PERHAPS Manchester United should follow the example of other leading members of the British aristocracy and go on television to explain themselves. What right have they, neutral observers would want to know, to play as they did so thrillingly, if so briefly, at Old Trafford yesterday?

This season began amid confident forecasts that it would be one of consolidation for United, of ensuring they did not fall too far off the pace. But since the opening-day defeat at Villa Park they have, as members of the nobility appear wont to do these days, confounded all expectations. For 10 minutes against Southampton they were as majestic as they were irresistible, and by the end of them United were also three goals up.

They were helped by a casual Southampton approach which bordered on slovenliness. The visitors were without their key performers, the suspended Matthew Le Tissier and the injured Barry Venison, whose stiff back prevented his participation, and could not have let these absences show earlier had they rehearsed it in training. But the speed, fluency and accuracy of United's opening manoeuvres were quite as significant as anything Southampton did not have to offer. Most of the home side may be young, vibrant and hungry, but at the hub of it all were Eric Cantona, most noble of the lot, and the excitingly regalvanised Ryan Giggs, who was given a free role by his manager, Alex Ferguson.

"I'm enjoying where I'm playing," Giggs said. "I've not got a favourite position - I don't mind where I am as long as I'm in the team. This new position seems to get me more involved and when we play like this it's great to know the crowd get a buzz."

Giggs and Cantona were both involved in the 15 seconds it took United to take the lead. Paul Scholes swept a long ball from out on the right beyond the far post. Cantona had first to retrieve it and then control it. This he did in one, nonchalant, movement and then pulled the ball back into the path of Giggs, whose curling shot screeched past Dave Beasant.

Barely three minutes had passed before the Welshman, flying in a midfield role rather than down the wing these days and relishing it, had scored a second. He deprived Richard Hall of the ball, caught glaringly in possession, just beyond halfway. The Southampton defence was in every place except where it ought to have been as Giggs charged his way to goal without either looking like being caught or missing when he got there.
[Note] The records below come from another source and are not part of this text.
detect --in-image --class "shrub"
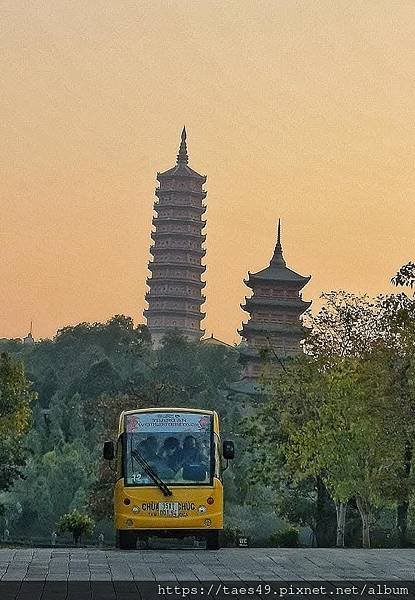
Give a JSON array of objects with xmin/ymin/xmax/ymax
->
[
  {"xmin": 222, "ymin": 525, "xmax": 243, "ymax": 547},
  {"xmin": 270, "ymin": 527, "xmax": 299, "ymax": 548},
  {"xmin": 56, "ymin": 509, "xmax": 95, "ymax": 544}
]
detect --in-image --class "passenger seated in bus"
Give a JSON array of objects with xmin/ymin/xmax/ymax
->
[
  {"xmin": 181, "ymin": 435, "xmax": 208, "ymax": 466},
  {"xmin": 132, "ymin": 436, "xmax": 175, "ymax": 479},
  {"xmin": 160, "ymin": 437, "xmax": 182, "ymax": 473}
]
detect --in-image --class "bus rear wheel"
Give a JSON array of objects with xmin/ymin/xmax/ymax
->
[
  {"xmin": 206, "ymin": 529, "xmax": 220, "ymax": 550},
  {"xmin": 116, "ymin": 529, "xmax": 137, "ymax": 550}
]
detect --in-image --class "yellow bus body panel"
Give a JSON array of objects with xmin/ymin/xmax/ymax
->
[{"xmin": 114, "ymin": 478, "xmax": 223, "ymax": 531}]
In the sixth minute David Beckham hit the bar and before the ninth was out, Scholes had increased the lead to an untouchable three with his seventh Premiership goal of the season. His close-range strike was clean as a whistle but Cantona's deft little flick across the six-yard box which allowed him to make it was a delight.

The question now became one of whether United's young tigers could beat the nine goals they sent past a beleaguered Ipswich last season. To which the answer was soon to arrive in the negative. Maybe it was too much to expect such a thunderously lucid start to continue, maybe Southampton somehow regained a modicum of composure and tenacity. But whatever, the game drifted.
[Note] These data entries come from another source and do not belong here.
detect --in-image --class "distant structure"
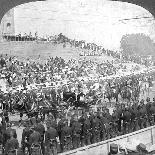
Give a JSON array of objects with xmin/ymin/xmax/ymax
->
[{"xmin": 0, "ymin": 9, "xmax": 15, "ymax": 36}]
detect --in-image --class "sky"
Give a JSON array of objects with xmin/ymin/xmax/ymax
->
[{"xmin": 14, "ymin": 0, "xmax": 155, "ymax": 50}]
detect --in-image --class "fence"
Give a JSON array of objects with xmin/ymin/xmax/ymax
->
[{"xmin": 61, "ymin": 126, "xmax": 155, "ymax": 155}]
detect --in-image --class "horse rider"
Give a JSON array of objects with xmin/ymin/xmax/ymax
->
[
  {"xmin": 82, "ymin": 114, "xmax": 92, "ymax": 145},
  {"xmin": 150, "ymin": 98, "xmax": 155, "ymax": 125},
  {"xmin": 45, "ymin": 124, "xmax": 58, "ymax": 155},
  {"xmin": 57, "ymin": 116, "xmax": 66, "ymax": 152},
  {"xmin": 29, "ymin": 126, "xmax": 42, "ymax": 155},
  {"xmin": 60, "ymin": 120, "xmax": 72, "ymax": 152},
  {"xmin": 122, "ymin": 107, "xmax": 131, "ymax": 134},
  {"xmin": 130, "ymin": 102, "xmax": 140, "ymax": 132},
  {"xmin": 4, "ymin": 131, "xmax": 19, "ymax": 155},
  {"xmin": 138, "ymin": 99, "xmax": 148, "ymax": 129},
  {"xmin": 91, "ymin": 112, "xmax": 101, "ymax": 143},
  {"xmin": 35, "ymin": 118, "xmax": 45, "ymax": 155},
  {"xmin": 3, "ymin": 123, "xmax": 17, "ymax": 149},
  {"xmin": 71, "ymin": 115, "xmax": 82, "ymax": 149},
  {"xmin": 21, "ymin": 121, "xmax": 33, "ymax": 154}
]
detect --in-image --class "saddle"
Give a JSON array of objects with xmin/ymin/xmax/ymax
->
[
  {"xmin": 8, "ymin": 149, "xmax": 17, "ymax": 155},
  {"xmin": 31, "ymin": 144, "xmax": 42, "ymax": 155}
]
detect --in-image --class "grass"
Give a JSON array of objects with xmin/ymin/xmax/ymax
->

For long enough it became as tepid as once it had been scalding and Ferguson, could not quite conceal his disappointment afterwards. Cantona spent much of his time threading through-balls for Andy Cole to little effect, but at least the striker managed a goal when he headed in a corner from Beckham. He still, however, slightly conveys the impression of a man unsure whether to pass or to strike, a forward's worst nightmare.

Southampton scrambled a belated goal through a close-range prod from Neil Shipperley. But by then the match was 85 minutes old and had been over for 77 of them.